In January, I found out that Target, Neiman Marcus and other commercial outlets had been hit by hackers. They had stolen credit and debit cards numbers of customers along with their pin numbers. Millions of people had to order new cards. After hearing about the breaches I sort of chuckled to myself. Not only did I save a lot of money, I didn’t need to worry about identity theft.
My war on Christmas is of consumerism. It is amazing that so many people think Black Friday is a holiday in and of itself. Let me point out that Thanksgiving is always a four day holiday as is Christmas. Convenient for retailers who want to discourage returns or exchanges.
What I did was shed the materialism and focused on what the holiday meant in the first place. I did put up some lights, visited the Macy’s Christmas tree and had a peppermint mocha. That was enough. I chose not to be with family watching children open gifts only to see them look at them, throw them on the floor and wait for the next gift.
While I understand that many people see Christmas as a way to say thank you to their loved ones, I also recognize the checklist that they have. After a few hours, the checklist just becomes “Buy whatever you think will make someone aware that I thought about them.” It makes me sick to think about. Especially a holiday about Jesus who was not a sellout.
Since I have started this new tradition, I feel so free. Nobody is expecting anything from me. They know how I feel. The illusion of Santa Claus is cute to children, but after a certain age, kids know where the gifts come from. I remember buying a gift for my nephew only to have him throw it back because it wasn’t what he was hoping for.
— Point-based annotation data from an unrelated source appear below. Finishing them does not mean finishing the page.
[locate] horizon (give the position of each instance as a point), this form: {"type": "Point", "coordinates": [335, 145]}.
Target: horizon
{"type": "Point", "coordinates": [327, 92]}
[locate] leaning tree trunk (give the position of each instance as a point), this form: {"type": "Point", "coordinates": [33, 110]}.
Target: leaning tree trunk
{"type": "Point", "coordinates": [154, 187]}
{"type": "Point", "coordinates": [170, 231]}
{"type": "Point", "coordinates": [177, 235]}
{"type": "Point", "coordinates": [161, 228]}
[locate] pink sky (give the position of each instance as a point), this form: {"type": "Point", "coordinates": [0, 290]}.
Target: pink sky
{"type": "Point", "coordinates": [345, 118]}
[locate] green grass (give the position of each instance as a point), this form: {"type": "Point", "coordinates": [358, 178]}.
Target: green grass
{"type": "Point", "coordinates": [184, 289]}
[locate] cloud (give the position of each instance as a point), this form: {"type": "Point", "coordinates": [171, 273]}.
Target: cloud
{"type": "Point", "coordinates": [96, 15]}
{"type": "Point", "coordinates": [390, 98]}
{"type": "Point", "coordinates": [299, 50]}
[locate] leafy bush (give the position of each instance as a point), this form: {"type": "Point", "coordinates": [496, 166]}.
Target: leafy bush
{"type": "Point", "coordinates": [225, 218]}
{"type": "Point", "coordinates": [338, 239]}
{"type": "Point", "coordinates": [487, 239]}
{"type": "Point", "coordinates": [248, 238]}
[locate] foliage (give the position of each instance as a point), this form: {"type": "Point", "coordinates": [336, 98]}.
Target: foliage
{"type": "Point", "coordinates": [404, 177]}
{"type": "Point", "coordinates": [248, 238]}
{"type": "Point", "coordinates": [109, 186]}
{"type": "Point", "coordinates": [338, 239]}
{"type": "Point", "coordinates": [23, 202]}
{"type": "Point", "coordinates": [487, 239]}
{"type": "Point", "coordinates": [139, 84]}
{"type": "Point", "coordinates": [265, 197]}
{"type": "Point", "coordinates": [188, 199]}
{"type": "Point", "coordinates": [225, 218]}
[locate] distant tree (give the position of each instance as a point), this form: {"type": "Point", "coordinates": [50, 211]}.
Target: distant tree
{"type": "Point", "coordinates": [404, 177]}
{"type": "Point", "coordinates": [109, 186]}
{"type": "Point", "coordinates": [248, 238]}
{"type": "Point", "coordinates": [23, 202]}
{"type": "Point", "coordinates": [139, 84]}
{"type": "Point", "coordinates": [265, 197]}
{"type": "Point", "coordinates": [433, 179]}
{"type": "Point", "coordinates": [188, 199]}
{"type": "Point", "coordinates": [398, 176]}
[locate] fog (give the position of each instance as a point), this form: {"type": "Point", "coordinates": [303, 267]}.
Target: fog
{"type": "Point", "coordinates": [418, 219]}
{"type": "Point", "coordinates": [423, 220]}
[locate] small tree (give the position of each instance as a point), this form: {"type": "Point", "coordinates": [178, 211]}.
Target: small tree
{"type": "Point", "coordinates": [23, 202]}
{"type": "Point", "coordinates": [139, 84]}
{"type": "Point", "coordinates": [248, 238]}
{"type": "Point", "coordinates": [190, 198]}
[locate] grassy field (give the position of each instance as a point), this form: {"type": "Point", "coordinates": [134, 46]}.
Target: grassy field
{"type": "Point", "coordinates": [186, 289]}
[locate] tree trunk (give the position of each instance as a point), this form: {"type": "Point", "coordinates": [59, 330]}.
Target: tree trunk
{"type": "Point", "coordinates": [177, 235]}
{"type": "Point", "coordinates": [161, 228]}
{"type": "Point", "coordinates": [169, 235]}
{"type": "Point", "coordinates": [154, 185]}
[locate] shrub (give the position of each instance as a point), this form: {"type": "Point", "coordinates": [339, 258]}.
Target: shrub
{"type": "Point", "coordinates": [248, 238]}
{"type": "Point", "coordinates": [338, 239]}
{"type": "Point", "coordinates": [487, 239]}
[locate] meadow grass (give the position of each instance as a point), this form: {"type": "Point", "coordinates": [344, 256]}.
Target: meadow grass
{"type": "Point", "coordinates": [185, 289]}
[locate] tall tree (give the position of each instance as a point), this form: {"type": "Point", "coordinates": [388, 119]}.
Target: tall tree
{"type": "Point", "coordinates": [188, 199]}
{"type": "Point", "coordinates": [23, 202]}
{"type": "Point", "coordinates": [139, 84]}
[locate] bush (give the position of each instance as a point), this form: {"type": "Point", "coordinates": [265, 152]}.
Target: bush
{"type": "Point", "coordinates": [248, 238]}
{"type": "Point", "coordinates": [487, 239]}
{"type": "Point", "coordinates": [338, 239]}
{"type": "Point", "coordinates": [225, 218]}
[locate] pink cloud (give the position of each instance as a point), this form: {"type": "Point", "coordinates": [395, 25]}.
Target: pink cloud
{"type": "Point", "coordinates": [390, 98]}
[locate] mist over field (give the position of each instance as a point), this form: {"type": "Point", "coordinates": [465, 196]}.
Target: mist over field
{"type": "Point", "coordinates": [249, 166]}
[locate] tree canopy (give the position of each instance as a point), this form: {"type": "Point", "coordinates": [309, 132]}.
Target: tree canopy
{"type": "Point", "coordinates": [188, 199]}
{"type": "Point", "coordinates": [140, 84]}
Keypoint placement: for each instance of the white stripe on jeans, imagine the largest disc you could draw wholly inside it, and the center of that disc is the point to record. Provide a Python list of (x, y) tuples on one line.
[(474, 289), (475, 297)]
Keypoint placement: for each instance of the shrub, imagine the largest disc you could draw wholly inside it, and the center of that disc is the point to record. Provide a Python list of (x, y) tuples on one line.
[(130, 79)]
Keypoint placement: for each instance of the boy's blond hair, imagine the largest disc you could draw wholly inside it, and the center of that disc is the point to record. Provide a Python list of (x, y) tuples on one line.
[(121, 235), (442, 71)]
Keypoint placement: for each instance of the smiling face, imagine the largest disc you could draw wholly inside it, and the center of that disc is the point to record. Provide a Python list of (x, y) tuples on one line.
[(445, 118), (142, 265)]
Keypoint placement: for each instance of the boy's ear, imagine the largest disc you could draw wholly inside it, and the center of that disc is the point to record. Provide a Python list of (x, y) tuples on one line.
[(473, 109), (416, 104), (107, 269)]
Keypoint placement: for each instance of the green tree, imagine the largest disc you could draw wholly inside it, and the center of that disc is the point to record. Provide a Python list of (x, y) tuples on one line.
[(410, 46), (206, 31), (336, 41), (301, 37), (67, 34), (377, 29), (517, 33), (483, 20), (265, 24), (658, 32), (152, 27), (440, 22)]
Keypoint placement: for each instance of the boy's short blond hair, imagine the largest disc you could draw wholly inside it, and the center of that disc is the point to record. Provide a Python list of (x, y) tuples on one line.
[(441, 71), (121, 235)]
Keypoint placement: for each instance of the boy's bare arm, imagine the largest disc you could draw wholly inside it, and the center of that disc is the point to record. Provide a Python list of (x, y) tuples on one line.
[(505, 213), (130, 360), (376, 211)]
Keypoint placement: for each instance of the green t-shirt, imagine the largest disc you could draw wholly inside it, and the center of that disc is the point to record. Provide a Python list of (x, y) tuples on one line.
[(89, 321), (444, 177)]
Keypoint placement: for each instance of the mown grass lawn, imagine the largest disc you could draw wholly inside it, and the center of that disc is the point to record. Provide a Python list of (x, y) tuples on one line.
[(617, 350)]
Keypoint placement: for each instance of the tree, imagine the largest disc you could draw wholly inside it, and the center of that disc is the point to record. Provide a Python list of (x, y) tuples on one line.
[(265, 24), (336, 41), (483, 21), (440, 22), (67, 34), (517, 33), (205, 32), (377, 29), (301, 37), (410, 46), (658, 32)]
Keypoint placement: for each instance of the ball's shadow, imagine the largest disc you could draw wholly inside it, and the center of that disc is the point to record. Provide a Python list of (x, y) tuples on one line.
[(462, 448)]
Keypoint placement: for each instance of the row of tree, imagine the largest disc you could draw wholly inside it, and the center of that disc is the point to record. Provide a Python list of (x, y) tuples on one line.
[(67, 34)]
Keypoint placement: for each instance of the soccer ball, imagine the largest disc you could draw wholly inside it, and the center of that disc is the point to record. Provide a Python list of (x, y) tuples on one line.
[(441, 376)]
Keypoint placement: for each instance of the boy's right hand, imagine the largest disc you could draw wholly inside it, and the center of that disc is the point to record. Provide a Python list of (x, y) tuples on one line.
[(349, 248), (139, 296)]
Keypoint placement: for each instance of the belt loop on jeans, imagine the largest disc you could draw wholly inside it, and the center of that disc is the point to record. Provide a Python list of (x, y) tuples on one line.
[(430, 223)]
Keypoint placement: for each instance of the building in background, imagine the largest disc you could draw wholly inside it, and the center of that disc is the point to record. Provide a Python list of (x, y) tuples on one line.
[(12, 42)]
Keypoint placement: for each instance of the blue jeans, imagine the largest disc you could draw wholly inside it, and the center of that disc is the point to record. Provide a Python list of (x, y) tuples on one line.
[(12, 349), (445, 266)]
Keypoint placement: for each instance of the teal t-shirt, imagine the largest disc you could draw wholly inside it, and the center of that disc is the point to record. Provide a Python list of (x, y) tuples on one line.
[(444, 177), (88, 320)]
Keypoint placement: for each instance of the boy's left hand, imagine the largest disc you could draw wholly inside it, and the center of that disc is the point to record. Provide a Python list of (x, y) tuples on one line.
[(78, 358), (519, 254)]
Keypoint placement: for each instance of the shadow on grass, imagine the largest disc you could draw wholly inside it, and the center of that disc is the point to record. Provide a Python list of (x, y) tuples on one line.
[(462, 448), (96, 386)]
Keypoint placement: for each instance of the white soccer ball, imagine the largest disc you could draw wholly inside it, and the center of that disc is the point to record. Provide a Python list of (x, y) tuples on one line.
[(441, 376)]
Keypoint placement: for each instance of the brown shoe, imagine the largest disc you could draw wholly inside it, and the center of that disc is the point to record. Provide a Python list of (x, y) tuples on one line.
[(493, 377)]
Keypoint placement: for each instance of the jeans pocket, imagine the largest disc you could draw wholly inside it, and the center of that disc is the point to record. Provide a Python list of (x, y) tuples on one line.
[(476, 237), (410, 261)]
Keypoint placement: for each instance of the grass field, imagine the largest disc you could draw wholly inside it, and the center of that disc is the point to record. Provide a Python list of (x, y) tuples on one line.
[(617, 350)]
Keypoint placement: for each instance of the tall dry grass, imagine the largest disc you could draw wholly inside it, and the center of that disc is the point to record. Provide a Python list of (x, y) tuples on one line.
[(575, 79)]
I was disgusted.
The war on Christmas is a propaganda fairy tale. What I care about is my own experience and what I pass on to my own kids. My son’s favorite Christmas is when I could only afford a $5.00 tree and he only received hockey trading cards because I was that financially strapped. To this day, he says that was the best Christmas ever.
So like I said, this year I am doing the same thing. I refuse to buy (pun intended) into the commercialism and materialism of Christmas. Maybe I am confused by the way I was raised, but it is a mixed message. It is either about the birth of Jesus and giving humble gifts or it is about having a picture with Santa and 100 gifts under the tree.
Some people believe that Jesus is fictional, but to honor my mother and her beliefs, I will continue to display her nativities, refrain from consumerism and focus on missing her on a holiday with so many fond memories. Put up a nativity in your home or yard and call it a day. Make a feast, enjoy your family and loved ones and forget about everything else.